James Zogby (Huffington Post) offers his analysis of the current political crisis:

While American leaders may speak glowingly of Iraq's new democracy, all evidence points to serious problems on the road ahead. This can be discerned both from events on the ground and also from the results of our most recent poll of Iraqi public opinion.
In September 2011, in preparation for the Sir Bani Yas Forum, we surveyed Iraqis to measure their attitudes toward the impact of the war and their concerns about the future of their country in the aftermath of the U.S. withdrawal. We also polled Americans, Iranians, and Arabs from six countries on many of the same questions. From the data several observations can be made.
First and foremost are the divisions among Iraq's three major groupings: Sunni Arabs, Shia Arabs and Kurds. In the United States, there is a deep partisan divide. And finally, there is a disconnect between the attitudes of Iraqis and their Arab neighbors.

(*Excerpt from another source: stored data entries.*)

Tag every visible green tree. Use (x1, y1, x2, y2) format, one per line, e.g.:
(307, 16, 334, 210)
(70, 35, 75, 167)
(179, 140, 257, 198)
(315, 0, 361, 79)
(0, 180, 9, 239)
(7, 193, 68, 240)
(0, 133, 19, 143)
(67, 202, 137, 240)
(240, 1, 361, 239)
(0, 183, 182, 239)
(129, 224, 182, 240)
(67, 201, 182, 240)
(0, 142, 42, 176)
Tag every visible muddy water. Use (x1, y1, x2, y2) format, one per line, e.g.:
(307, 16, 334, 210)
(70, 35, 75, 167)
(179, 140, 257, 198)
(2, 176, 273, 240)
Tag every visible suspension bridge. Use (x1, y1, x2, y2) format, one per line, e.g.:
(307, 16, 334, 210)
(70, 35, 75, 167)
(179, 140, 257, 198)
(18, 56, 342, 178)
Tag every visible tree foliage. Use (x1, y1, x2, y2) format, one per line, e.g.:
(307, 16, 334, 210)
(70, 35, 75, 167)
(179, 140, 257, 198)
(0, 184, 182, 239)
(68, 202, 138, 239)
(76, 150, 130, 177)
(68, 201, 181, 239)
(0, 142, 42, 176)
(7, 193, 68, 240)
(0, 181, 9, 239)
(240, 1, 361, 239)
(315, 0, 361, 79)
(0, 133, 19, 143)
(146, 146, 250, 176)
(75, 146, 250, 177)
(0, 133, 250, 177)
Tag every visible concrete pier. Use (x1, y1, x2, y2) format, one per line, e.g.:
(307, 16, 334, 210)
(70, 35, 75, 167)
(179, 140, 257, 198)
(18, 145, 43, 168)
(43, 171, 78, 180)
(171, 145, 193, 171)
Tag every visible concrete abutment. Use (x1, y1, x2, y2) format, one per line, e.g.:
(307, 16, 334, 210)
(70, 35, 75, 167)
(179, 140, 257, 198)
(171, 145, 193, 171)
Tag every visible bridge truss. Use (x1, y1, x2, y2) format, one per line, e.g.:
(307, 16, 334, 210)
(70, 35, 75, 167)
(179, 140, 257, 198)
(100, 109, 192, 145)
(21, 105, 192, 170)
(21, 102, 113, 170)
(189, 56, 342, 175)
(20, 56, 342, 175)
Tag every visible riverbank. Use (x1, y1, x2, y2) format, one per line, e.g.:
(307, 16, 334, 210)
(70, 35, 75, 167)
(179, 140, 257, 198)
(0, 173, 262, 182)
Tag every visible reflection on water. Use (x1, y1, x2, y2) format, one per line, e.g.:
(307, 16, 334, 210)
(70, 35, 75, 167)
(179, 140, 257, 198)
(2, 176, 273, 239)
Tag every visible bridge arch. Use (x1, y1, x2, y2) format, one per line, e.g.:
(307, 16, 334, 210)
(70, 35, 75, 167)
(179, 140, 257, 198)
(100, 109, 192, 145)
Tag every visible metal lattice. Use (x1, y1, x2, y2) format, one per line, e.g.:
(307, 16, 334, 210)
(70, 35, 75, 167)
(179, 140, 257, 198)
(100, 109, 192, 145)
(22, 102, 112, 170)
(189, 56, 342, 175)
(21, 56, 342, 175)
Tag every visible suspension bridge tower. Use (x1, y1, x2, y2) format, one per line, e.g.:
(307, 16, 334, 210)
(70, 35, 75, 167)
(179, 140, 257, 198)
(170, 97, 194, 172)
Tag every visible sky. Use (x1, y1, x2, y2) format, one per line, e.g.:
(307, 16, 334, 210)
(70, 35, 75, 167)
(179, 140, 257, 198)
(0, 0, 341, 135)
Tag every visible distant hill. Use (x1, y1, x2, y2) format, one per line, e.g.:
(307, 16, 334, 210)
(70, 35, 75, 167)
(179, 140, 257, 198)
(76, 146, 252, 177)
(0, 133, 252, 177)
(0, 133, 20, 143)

And on the never-ending cycle of violence, Reuters notes a Hawija roadside bombing claimed the lives of 2 police officer, a Kirkuk sticky bombing injured one person, and, dropping back to Friday for the following, a Balad sticky bombing claimed the life of 1 Iraqi military officer and left his son and wife injured and a Kirkuk sticky bombing claimed 1 life. Aswat al-Iraq notes that today a Mosul sticky bombing claimed 1 life and left two police officers injured today.